Sending digital wedding invitations can be considered quite modern, and going against typical wedding tradition. However, it can still be very personal, (in some ways more so than a paper invitation), whilst being convenient, cost effective and eco friendly. It does throw up the question as to what is the wedding etiquette for couples inviting and for guests replying digitally?
At Paperless Wedding we offer a digital RSVP service via the couple’s personally designed wedding website. But how long should guests wait to RSVP online? So lets delve into the world of wedding etiquette for digital weddings and find out what we should do!
It gives me great pleasure to introduce you to Jo Bryant, who is the UK’s leading expert in Wedding Etiquette. Jo worked at Debrett’s, the arbiters of British etiquette, for over 10 years and has edited 15 books on etiquette and modern manners. So please meet the lady with the answers!
Never before has the art of wedding invitations been so easy! The formal traditions of wedding invitation replies – fountain pen on laid paper, proper wording in the third person – are now seldom seen as couples embrace the world of digital wedding invitations. Cost-effective, eco-friendly, distinctive and flexible, a paperless wedding is convenient and easy for both guest and host. This modern convenience can, however, create some contemporary etiquette dilemmas all of their own.
Etiquette Dilemma 1: We are disappointed that guests are slow to respond.
Our daily lives are full of instant digital communication. Many of us have more than one email account; we share photos, updates and videos, along with enjoying the speed of instant messaging.
Try to be patient with your guests. While planning your wedding is suddenly an all-consuming pastime, guests need to think about certain logistics (eg check diaries, organise childcare, work out transport etc) before they can reply. A digital invitation doesn’t always mean a digital-speed response.
Dilemma 2: When should guests reply to a digital invitation?
It is not only good manners, but also convenient for the hosts, if a guest replies to an invitation in good time. If save-the-dates were sent, you can expect a quicker response as people will be expecting an invitation, should have kept the date free and may have thought about the logistics of attending.
Some guests will love the convenience of a digital invitation and respond immediately, others may take a few days or even weeks. Either way, the RSVP date should be adhered to and preferably replies should be received well before the cut-off date.
Dilemma 3: What wording can we use to encourage a quick response?
It is sensible to include a RSVP date for planning purposes. The formality of the wording can vary according to the tone and style of the invitations and wedding day, but here are some examples:
• RSVP online by 1 June 2017 + weblink
• Please respond by 1 June 2017 by visiting weblink
• Please visit weblink and respond by 1 June 2017
On Paperless Wedding there are options for wedding guests to scroll down and RSVP straight away, or click on a link to view the website for more information.
Dilemma 4: Can we follow-up before the RSVP deadline?

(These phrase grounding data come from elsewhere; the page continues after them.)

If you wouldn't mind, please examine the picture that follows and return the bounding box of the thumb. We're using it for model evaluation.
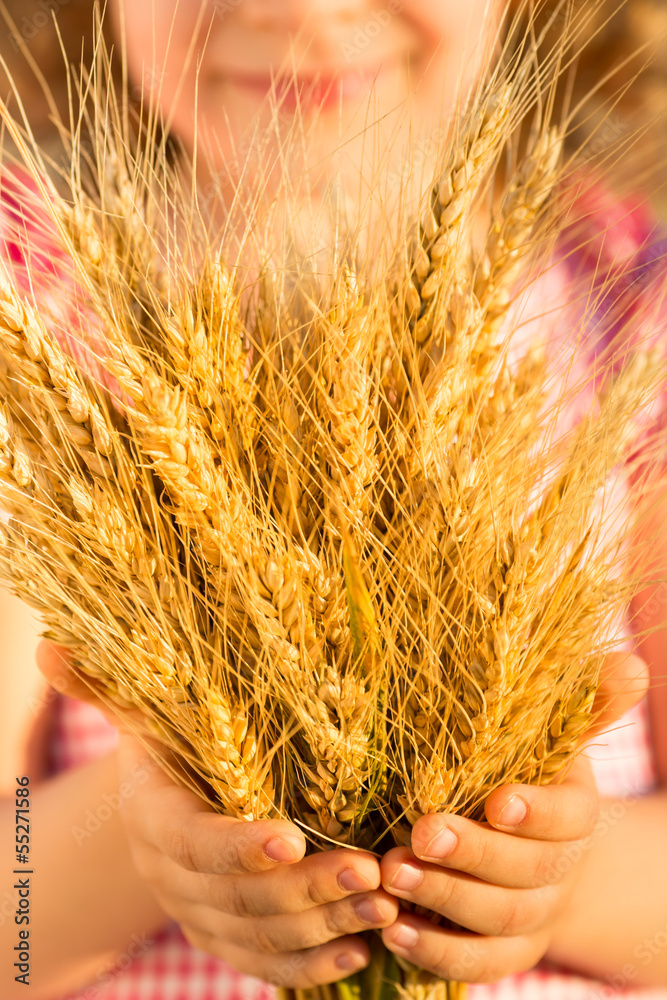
[588,651,649,738]
[36,640,97,704]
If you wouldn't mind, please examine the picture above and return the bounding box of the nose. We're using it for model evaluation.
[236,0,368,31]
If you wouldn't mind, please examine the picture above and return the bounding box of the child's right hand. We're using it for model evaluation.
[115,731,399,988]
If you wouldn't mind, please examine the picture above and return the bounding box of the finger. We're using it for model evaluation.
[383,916,548,984]
[36,641,99,704]
[183,889,398,954]
[117,731,306,875]
[588,652,649,737]
[484,753,599,841]
[36,641,140,729]
[385,817,563,889]
[200,848,383,916]
[381,847,554,937]
[187,932,371,989]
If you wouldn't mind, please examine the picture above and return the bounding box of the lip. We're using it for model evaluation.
[223,64,395,113]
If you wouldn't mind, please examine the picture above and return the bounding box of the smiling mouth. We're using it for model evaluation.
[223,64,394,112]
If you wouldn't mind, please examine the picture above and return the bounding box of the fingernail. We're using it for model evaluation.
[423,825,457,861]
[338,867,368,892]
[355,898,383,925]
[336,951,367,972]
[497,795,527,828]
[390,924,420,950]
[264,836,303,863]
[389,862,423,892]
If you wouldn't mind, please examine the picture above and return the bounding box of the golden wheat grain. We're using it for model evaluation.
[317,274,379,537]
[408,84,512,348]
[477,124,564,332]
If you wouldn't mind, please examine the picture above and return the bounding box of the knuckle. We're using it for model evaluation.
[260,959,297,989]
[166,828,198,872]
[538,792,558,832]
[424,939,458,981]
[249,922,281,955]
[470,830,493,876]
[267,952,315,989]
[432,872,458,913]
[530,845,559,888]
[225,836,248,874]
[321,903,349,940]
[222,831,262,875]
[299,961,327,991]
[221,878,255,919]
[494,896,524,937]
[497,891,552,937]
[303,873,329,908]
[235,837,267,874]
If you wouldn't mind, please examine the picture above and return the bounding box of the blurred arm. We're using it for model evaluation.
[0,751,167,999]
[0,588,43,793]
[547,484,667,985]
[0,587,167,998]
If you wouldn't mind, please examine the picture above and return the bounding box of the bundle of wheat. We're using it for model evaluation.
[0,3,663,999]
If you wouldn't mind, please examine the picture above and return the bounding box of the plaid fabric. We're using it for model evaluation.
[49,693,666,1000]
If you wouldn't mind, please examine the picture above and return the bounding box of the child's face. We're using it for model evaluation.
[111,0,494,181]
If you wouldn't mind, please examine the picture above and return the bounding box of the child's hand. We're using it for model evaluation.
[379,651,648,983]
[115,732,398,988]
[380,757,596,980]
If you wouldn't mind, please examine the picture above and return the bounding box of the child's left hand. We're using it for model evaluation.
[380,757,595,981]
[380,651,648,983]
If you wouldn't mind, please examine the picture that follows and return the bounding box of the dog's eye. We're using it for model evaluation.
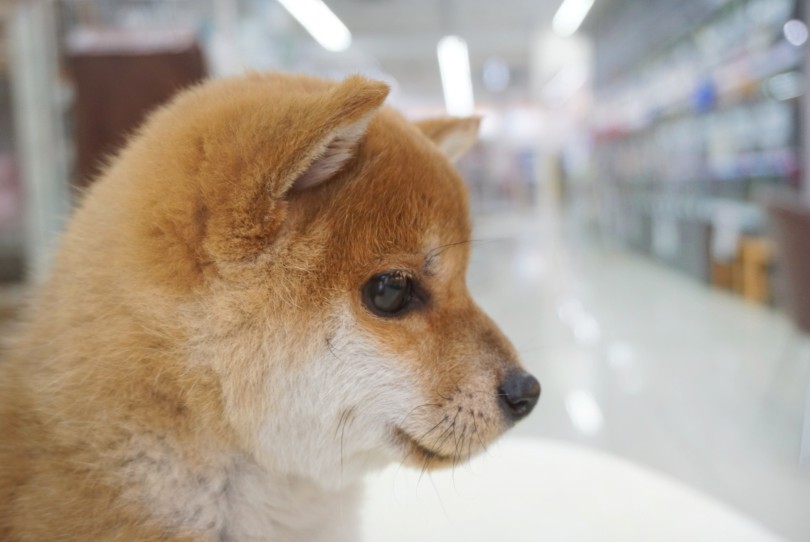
[363,272,413,316]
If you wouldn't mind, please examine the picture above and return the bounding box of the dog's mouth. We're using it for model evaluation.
[392,426,455,464]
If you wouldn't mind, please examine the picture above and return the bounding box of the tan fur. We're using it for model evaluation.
[0,73,531,541]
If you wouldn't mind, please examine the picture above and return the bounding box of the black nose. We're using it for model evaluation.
[498,371,540,421]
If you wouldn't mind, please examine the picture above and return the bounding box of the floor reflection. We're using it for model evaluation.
[467,208,810,542]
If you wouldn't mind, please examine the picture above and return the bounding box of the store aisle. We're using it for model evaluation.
[465,208,810,541]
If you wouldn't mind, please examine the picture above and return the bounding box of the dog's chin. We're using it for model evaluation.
[391,426,478,470]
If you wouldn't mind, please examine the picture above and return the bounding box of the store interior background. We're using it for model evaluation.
[1,0,810,540]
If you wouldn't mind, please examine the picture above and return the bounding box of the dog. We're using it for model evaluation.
[0,73,540,541]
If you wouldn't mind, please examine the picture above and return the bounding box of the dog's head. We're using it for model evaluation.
[108,73,539,487]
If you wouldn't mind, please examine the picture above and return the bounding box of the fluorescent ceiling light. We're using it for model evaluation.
[553,0,595,37]
[437,35,475,116]
[277,0,351,52]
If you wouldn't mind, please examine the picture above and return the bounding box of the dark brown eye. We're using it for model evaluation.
[363,272,413,316]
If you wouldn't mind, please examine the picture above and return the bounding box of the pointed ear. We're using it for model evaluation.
[290,112,378,192]
[287,77,389,193]
[415,116,481,162]
[181,75,389,264]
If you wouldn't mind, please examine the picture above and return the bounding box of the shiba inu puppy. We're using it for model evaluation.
[0,73,539,541]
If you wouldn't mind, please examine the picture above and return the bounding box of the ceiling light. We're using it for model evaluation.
[277,0,351,52]
[437,35,475,116]
[553,0,595,37]
[784,19,808,47]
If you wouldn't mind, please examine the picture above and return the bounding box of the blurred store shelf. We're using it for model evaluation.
[585,0,807,311]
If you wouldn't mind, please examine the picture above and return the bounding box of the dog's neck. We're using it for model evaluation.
[223,461,363,542]
[119,432,364,542]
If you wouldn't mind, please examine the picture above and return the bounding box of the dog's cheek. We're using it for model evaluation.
[247,316,426,484]
[322,324,424,433]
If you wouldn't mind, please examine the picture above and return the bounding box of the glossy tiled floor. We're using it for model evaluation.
[454,206,810,541]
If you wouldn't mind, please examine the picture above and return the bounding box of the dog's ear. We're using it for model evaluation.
[180,76,389,266]
[285,77,390,193]
[126,75,391,289]
[415,116,481,162]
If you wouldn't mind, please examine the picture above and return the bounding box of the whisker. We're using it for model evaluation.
[430,420,456,457]
[416,415,450,443]
[465,425,476,464]
[335,409,350,439]
[472,415,490,457]
[325,337,343,363]
[396,403,443,426]
[450,410,462,455]
[418,424,455,485]
[452,423,469,486]
[397,415,448,472]
[427,472,450,519]
[425,239,477,261]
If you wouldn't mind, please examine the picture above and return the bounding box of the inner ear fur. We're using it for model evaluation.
[415,116,481,162]
[281,76,391,194]
[290,112,376,192]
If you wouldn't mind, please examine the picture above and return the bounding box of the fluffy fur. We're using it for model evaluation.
[0,73,532,541]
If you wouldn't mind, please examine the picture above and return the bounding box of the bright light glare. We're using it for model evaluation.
[766,71,804,101]
[553,0,595,37]
[565,390,604,435]
[437,35,475,116]
[606,342,636,368]
[573,314,601,344]
[784,19,809,46]
[557,297,602,345]
[543,64,588,104]
[277,0,351,52]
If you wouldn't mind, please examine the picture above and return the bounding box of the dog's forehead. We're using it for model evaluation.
[358,110,470,225]
[344,118,470,254]
[297,107,472,282]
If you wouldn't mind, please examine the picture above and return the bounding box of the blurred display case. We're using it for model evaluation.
[587,0,803,297]
[0,18,24,281]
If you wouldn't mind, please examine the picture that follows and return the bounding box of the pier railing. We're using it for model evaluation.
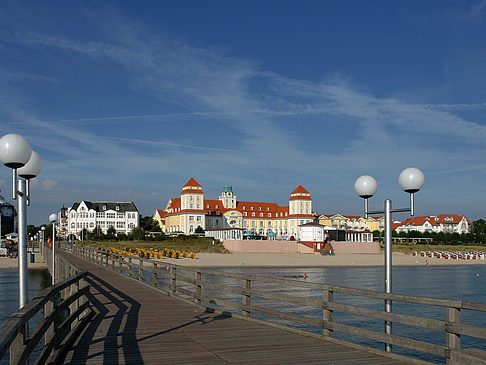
[69,244,486,365]
[0,251,94,364]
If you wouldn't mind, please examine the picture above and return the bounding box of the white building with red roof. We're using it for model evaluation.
[157,178,318,240]
[393,214,471,234]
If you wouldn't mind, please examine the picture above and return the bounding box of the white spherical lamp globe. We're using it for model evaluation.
[49,213,58,223]
[398,167,425,193]
[354,175,378,198]
[18,151,42,179]
[0,134,32,168]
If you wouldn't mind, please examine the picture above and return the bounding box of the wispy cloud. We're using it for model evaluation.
[1,3,485,222]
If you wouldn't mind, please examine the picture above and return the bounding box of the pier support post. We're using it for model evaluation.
[446,307,461,364]
[323,289,333,337]
[242,279,251,317]
[195,271,202,305]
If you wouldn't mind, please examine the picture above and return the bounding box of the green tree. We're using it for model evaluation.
[107,226,116,236]
[130,227,145,240]
[195,226,204,233]
[471,219,486,243]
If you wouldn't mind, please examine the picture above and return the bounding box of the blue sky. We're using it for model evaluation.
[1,0,486,225]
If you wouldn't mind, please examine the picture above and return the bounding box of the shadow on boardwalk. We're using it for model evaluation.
[62,273,230,364]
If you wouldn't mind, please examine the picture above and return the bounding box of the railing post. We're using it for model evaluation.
[446,307,461,364]
[44,297,55,346]
[242,279,251,317]
[323,289,334,337]
[112,254,115,271]
[128,257,133,278]
[195,271,202,305]
[152,262,158,287]
[171,267,177,295]
[10,322,27,365]
[138,259,143,281]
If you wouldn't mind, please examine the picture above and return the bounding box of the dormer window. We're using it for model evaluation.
[267,207,269,211]
[215,205,218,209]
[116,206,119,211]
[251,207,253,210]
[259,207,262,211]
[103,206,106,210]
[243,206,246,210]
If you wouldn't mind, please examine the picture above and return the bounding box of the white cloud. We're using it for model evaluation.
[41,179,58,190]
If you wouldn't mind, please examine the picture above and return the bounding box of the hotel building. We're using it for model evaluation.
[63,201,140,238]
[154,178,318,240]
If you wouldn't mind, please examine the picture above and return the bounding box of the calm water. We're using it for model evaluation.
[0,269,50,364]
[207,265,486,364]
[2,265,484,364]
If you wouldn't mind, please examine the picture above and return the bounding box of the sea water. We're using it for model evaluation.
[209,265,486,363]
[0,269,50,364]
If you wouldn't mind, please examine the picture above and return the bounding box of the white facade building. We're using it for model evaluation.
[64,201,140,238]
[394,214,471,234]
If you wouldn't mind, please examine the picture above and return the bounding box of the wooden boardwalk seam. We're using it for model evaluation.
[60,252,407,364]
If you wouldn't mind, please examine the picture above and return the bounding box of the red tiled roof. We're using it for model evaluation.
[183,177,201,188]
[394,214,470,229]
[291,185,310,195]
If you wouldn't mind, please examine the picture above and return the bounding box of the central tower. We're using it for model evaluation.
[219,184,237,209]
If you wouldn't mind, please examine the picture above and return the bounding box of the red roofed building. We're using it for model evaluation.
[157,178,318,239]
[394,214,471,234]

Be patient and practical. Choose a sensible RSVP date, allowing you plenty of time to plan with proper numbers of guests. Although you will be desperate to start finalising numbers and details, chasing guests before the given RSVP date may embarrass them or make them feel unnecessarily unreliable.
Dilemma 5: How do we follow-up with non-responders?
In the first instance, you can try sending a reminder email. Make it personal, casual and friendly, and try to avoid sounding too business-like. For example, you could send a chatty message with other news and include something such as ‘I don’t think we’ve heard from you about our wedding yet – we so hope you can make it’. If an email reminder doesn’t work, you might have to be bold and make an old-fashioned telephone call.
Paperless Wedding’s brilliant system, enables couples to send reminders out to only guests who have not RSVP’d, avoiding having to pester people who have already sent their replies.
Jo Bryant is a British etiquette expert and wedding consultant. She works with brides and couples to help them prepare for their wedding day. Jo offers ‘Aisle Style’, personalised bridal image, confidence and deportment workshops, and ‘Wedding Companion’, a flexible, bespoke pay-as-you-go planning support and advisory service.
Described by the Telegraph as an ‘empress of etiquette’, Jo regularly provides expert comment for national newspapers, magazines, television and radio. She was a live commentator on the BBC for the royal wedding of the Duke and Duchess of Cambridge, and has appeared countless times in the broadcast media, including BBC, ITV and Channel 4 News, BBC Breakfast, CNN, Sky News and BBC Radio 2, 4 and 5 Live. She writes for many newspapers and wedding magazines, and speaks on etiquette and weddings, most recently at Brides the Show and Stylist Live.